In a major legislative breakthrough, the UPA government on Tuesday secured the Lok Sabha’s approval for the Banking Laws (Amendment) Bill, which seeks to pave the way for issuing new bank licences and attract more foreign capital into the sector by enhancing investors’ say in the management of banks.
The government managed to overcome the BJP’s opposition to the Bill by conceding to the latter’s demand for dropping the contentious provision allowing banks to trade in commodity futures. This facilitated passage of the Bill in the lower House through a voice vote. The Bill will now go to the Rajya Sabha, before being sent to the President for signing it into law.

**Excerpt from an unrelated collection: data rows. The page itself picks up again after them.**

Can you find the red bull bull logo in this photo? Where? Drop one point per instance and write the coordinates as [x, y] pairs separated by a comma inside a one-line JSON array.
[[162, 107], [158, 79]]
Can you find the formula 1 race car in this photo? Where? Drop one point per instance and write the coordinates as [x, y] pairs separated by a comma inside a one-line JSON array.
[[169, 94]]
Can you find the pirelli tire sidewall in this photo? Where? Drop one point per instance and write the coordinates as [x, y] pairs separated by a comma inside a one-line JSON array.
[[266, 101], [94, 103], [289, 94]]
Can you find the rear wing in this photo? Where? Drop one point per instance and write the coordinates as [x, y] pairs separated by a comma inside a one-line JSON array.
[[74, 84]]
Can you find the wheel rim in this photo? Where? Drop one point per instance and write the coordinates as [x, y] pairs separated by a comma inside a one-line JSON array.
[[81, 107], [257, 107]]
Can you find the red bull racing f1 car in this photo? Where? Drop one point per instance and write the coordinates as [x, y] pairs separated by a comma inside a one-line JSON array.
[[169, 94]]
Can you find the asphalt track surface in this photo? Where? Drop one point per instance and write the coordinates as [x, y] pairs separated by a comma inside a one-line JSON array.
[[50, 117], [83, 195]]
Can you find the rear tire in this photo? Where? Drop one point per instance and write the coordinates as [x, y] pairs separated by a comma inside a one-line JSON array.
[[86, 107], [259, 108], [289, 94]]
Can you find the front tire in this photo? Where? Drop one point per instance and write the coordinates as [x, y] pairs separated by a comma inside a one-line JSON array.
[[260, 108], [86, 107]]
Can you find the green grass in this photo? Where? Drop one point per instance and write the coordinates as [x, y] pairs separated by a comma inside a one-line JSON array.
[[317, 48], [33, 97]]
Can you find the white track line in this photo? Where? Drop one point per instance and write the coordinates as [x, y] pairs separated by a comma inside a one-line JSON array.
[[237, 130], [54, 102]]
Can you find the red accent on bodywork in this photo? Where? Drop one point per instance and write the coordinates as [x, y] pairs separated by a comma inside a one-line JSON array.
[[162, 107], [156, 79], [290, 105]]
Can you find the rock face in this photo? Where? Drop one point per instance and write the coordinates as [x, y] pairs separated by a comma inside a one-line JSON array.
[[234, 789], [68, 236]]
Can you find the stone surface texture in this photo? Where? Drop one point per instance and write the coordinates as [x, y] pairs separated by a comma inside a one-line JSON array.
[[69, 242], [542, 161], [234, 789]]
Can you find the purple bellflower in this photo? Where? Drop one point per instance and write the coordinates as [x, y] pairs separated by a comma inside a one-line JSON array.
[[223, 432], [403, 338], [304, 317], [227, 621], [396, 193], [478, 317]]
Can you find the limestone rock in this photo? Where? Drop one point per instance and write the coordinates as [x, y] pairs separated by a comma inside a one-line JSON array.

While the banking Bill is a crucial component of the financial sector reforms on the government’s agenda, other bills including those on insurance and pension are unlikely to be cleared by Parliament in the current session, ending on Thursday.
The banking Bill seeks to empower the Reserve Bank of India to supersede bank boards when needed, a prerequisite for the central bank to issue new bank licences. Private entities including L&T, Mahindra & Mahindra, Reliance and a host of non-banking finance companies had evinced interest in bank licences. The government reckons that a clutch of new banks are needed to expedite the process of financial inclusion in the country.
The Bill also proposes to hike the cap on voting rights of shareholders of nationalised banks to 10% from 1% and that of private banks to 26% from 10%. Enhanced voting rights will be an additional incentive for foreign investors to acquire or raise stakes in Indian banks and help meet their capital needs.
The BJP had earlier taken a firm stand that the new clause allowing banks to trade in commodity futures could not be inserted as the version of the Bill vetted by the standing committee on finance did not have it. The government had contended that the procedural/propriety issue did not arise as the standing committee on consumer affairs had approved the provision last December. Relenting, finance minister P Chidambaram said on Tuesday: “(We are) withdrawing the clause (on commodity futures) in deference to the views expressed by members.”
The minister assured the Opposition that the government would strengthen public sector banks and maintain their public sector character by infusing capital. Despite a marginal rise in NPA levels and some stressed sectors being accorded debt recast packages, Chidambaram asserted that “our banks are well-capitalised” and would be able to perform the higher lending demands for the economy, which has turned the corner. The minister reiterated his promise to infuse Rs 15,000 crore into public sector banks in the current fiscal.
Making a case for merger of some small banks with the big ones he said the country needs “two-three world size banks,” through consolidation.
Chidambaram clarified that while RBI would regulate banking-related activities in the banking sector, the Competition Commission of India (CCI) would have jurisdiction over competition practices in the sector which included merger regulations. “If we exempt the banking sector from the Competition Act, then sectors such as insurance, telecom and petroleum, which all have the respective sectoral regulators will also make similar demands,” he said.
Experts hailed the Lok Sabha nod for the legislation, but said that dropping the provision to allow banks to trade in commodity futures was regressive. Care Ratings chief economist Madan Sabnavis said: “Banks have significant direct and indirect exposure to commodities, and a permission to participate in futures would have enabled them to hedge this exposure. This is pertinent in the backdrop of rising bad loans, especially commodity-related exposures such as agriculture loans or credit to steel companies.”
Meanwhile, shares in Financial Technologies (India) and Multi Commodity Exchange of India (MCX) dropped 1.2% and 0.8% respectively at the BSE following the government’s announcement to drop the clause.
The insurance Bill, inter alia, seeks to hike FDI limit in the sector to 49% while the pension Bill envisages to allow FDI at par with the insurance sector in pensions, besides giving statutory powers to the sectoral regulator.